Tomas: "Ich hab' auch keine Lust zu tanzen. Unterstütz' mich einfach!"
Agathe: "Ich tanze mit Dir.
Tomas: "Du tanzt mit mir? Okay. Au revoir."
Filmszene
Ein spontanes Abenteurer mit Folgen
Aus dem Tanz mit der aufregend schönen und selbstbewussten Agathe ergibt sich eine nächtliche Affäre, die von der Kamera in erstaunlich natürlichen Bildern eingefangen wird. Man glaubt die spontane Leidenschaft, die der eigentlich homosexuell lebende Tomas mit dieser Frau erlebt. Agathe wird gespielt von Adèle Exarchopoulos, die schon im lesbischen Liebesdrama "Blau ist eine warme Farbe" extrem authentisch wirkte. Nun ist Tomas aber nicht der Typ, der den erotischen Ausflug still genießt. Gleich am nächsten Morgen bekommt Ehemann Martin - auch er mit Ben Whishaw stark besetzt - die Sache brühwarm aufgetischt.
Tomas: "Weißt Du, was ich gestern gemacht hab'?"
Martin: "Nein, aber was immer es war, Du klingt sehr begeistert."
Tomas: "Ich hatte Sex mit einer Frau. Kann ich Dir davon erzählen, bitte?"
Martin: "Ja, okay."
Tomas: "Ich hab was gespürt, was ich schon lange nicht mehr gespürt habe."
Martin: "Ich muss mir das nicht anhören!"

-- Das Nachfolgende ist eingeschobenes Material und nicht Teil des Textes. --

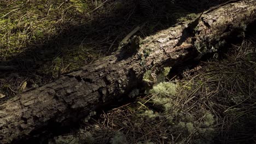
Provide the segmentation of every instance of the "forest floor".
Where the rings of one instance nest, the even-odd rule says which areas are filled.
[[[110,55],[138,26],[145,37],[225,1],[177,1],[148,17],[132,1],[1,1],[0,103]],[[255,143],[255,41],[170,68],[133,101],[49,143]]]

Tomas: "Das war aufregend. Das war echt anders, Martin."
Filmszene
Einen gewissen Freiraum, so schließt man aus Martins Reaktion, hat es immer schon gegeben in dieser Paarbeziehung. Aber Tomas scheint zu erwarten, dass sein Mann sich auch noch mit ihm freut über das Abenteuer - und weitere Begegnungen mit Agathe.
Atemberaubende Intimität
Regisseur Ira Sachs lotet in seinen Filmen gerne Beziehungskonstellationen jenseits bürgerlicher Normvorstellungen aus - und zwar unaufgeregt. Es geht ihm nicht um große Dramatik, sondern um Möglichkeiten des Miteinanders - und um die Grenzen. In "Passages" entwirft er eine interessante Dreieckskonstellation. Wie werden die Beteiligten mit den fließenden Übergängen, die vor allem Tomas vorschweben, umgehen?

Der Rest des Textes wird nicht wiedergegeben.